No, said the doc. Imagine a beach ball filled with gel. The gel liquefies, but it is still the same volume. The internet told me to imagine a piece of Jell-O that is left out of the fridge and starts to pull away from the dish. Both images disturb. I was assured that separation of the humor is normal for older people. (More women than men, statistically.) A fellow writer said, “Oh yeah, I call them (the floaters) my family. Some mornings I wake up and tell my husband we have many new family members.”

Within ten days the tearing away was complete. The eye doctor was satisfied that the retina had not detached during the process, in which case I would have had to have immediate laser surgery to save my eyesight. That was good news.

One night last week a firefly, resting on the screen door, flashed me.

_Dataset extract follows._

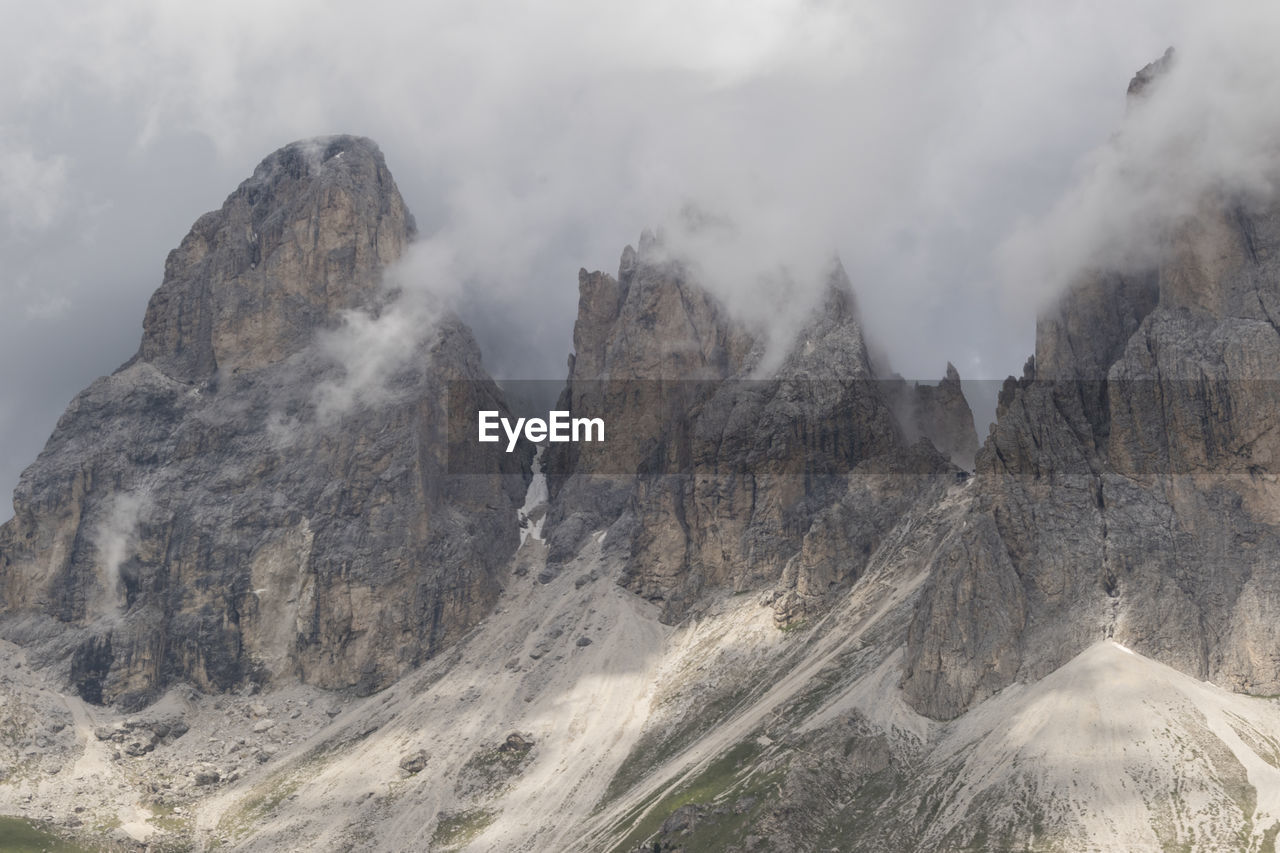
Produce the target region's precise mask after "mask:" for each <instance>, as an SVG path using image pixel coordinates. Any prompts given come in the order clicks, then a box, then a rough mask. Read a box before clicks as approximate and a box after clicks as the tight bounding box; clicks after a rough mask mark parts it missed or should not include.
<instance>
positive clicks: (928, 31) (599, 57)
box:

My eye flashed back, and the wing/record player needle descended. The firefly and I repeated the communication a couple of times. I’ve always secretly believed I could learn to talk to the animals. I didn’t know it would be like this, quite. I return to a prayer that rises during meditation: Let me see things through the eyes of spirit. Will I see more clearly through a liquid than a gel? Firefly, the world is full of mystery.